Intergenerational interviews in Negev Arabic: Negotiating lexical, discursive and cultural gaps
RoniHenkin
Ben-Gurion University of the Negev
Abstract
Communication strategies used for conversational repair in Negev Arabic are examined here in a 170,000-word corpus
of intergenerational interviews, with university students interviewing their relatives, over age 55, in the Bedouin community in
the Negev, southern Israel. Since the traditional language and narrative style of the elderly are largely unfamiliar to the young
generation in terms of lexicon, discourse structure and cultural norms, progressivity was often interrupted for purpose of repair.
Other-initiated self-repair sequences were particularly frequent: the student asks a metalinguistic or referent-tracking question,
or inquires about past customs, and the interviewee explains; additional turns may contain candidate understanding moves and
confirmation, before resuming progressivity of the narrative sequence. Gaps were sometimes mediated by a middle-generation
‘broker’ interlocutor. Conversational repair was found to be frequent in facilitating both intelligibility and comprehensibility
in these intergenerational conversations.
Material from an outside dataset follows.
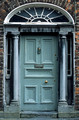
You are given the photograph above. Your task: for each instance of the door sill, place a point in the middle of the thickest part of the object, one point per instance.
(31, 114)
This study investigates the communication strategy of repair typical of intergenerational interviews in Negev Arabic (NA), as spoken by the Bedouin population in southern Israel. It is intended as a contribution to research on intergenerational communication within a highly collectivist culture, where the urbanized, educated and bilingual young generation is far removed in lifestyle from elderly relatives, especially those living outside the towns.